セクター別では、オンライン教育セクターが大幅な逆行高。中でも「方直科技(KINGSUN)」は純流入額ランキング10位で9439万6000元(約15億1000万円)を吸収した。「世紀天鴻(zhyh.org)」もストップ高に接近、「昂立教育(ONLYEDU.com)」も8%超の大幅高となった。

方直科技は、小・中学校向けの教育ソフトウエアメーカー。生徒向けに学習補助ソフトウエアを提供、教師向けには指導用ソフトウエアやオンラインサービスを提供している。

世紀天鴻は、教材関連の出版物のほか、小・中学校向けのオンラインプラットフォームとソフトウエアを提供している。

昂立教育は、オフライン教育(従来型授業)が主力。幼稚園から高等学校を卒業するまでの「K12」向け教育や職業教育、国際教育などを手がけ、直営教室290カ所を運営している。

一方、香港株式市場は全体的に小幅高で、教育セクターも軒並み上昇した。うち、「新華教育(XINHUA EDUCATION)」、「宇華教育(YUHUA EDUCATION)、「希望教育」が揃って3%超の上昇となった。

本土A株、香港株とも教育セクターが大幅上昇した理由として、次の4点が考えられる。

1、肺炎の感染拡大により各地の教育部門が休校措置をとったため、オンライン教育関連企業の業績が上向くとの期待から買われた。高校・大学入試の日程に大きな変更はないとの見方もあって、在宅でのオンライン学習ニーズが高まり、企業業績を押し上げるとの見方が広がった。

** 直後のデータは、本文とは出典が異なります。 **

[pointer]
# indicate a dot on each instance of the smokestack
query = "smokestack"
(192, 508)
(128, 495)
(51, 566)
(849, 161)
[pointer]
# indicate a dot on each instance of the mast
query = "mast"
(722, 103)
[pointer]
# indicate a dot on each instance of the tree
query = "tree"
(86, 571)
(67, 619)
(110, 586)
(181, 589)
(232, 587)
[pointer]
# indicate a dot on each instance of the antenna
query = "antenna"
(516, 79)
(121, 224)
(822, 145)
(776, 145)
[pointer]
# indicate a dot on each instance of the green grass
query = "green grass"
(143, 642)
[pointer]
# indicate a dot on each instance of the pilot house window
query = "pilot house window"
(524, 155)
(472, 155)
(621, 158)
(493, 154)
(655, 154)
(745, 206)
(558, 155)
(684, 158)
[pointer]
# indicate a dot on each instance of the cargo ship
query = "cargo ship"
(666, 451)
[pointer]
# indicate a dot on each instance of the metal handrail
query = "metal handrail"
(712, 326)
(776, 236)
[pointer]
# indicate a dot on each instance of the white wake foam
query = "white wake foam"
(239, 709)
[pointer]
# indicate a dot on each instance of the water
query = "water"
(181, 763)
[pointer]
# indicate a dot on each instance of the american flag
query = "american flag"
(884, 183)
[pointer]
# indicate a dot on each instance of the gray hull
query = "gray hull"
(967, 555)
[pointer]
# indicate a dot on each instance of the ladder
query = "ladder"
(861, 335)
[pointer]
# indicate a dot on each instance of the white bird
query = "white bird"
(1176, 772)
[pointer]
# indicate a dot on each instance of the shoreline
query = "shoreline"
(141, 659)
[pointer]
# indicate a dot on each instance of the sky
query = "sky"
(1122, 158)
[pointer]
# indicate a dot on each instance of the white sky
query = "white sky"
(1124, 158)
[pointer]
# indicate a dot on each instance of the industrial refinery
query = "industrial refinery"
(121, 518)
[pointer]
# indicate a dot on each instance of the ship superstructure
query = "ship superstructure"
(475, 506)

2、教育関連企業に対して授業の実況中継技術や関連システムを提供するプロバイダーにとって好材料になるため。受講者数や生徒数の増加で、企業業績が大きく好転すると期待された。

3、始業日程の延期が上場企業の業績に影響することはないため。教育業界は一般的に授業料を前納制としており、キャッシュフローが潤沢なため、圧力が少ない。

4、教育産業には硬直的需要(価格変動の影響を受けにくい需要)があるため。保護者が子どもにかける教育投資が新型肺炎の影響を受けることはない。需要は常に存在し、先延ばしになることはあっても無くなることはないからだ。また、深刻な被害が出ている地域では、飲食や観光、映画などに比べて教育業界の優位性が際立っているというのもある。

今回の新型肺炎で株価の上昇が期待される業態は、大きく分けて2つある。1つはオンライン教育専業企業だ。無料講座などの提供により受講者数を伸ばせば、アクティブユーザー数の増加に繋がると期待できる。もう1つは、従来型の学習支援機関向けにオンラインサービスを提供するサプライヤーだ。これまでビジネスモデルの転換がなかなか進まなかった従来型の機関も、今回のことで生き残りをかけてモデル転換やオンラインとの融合を早急に進めるとみられる。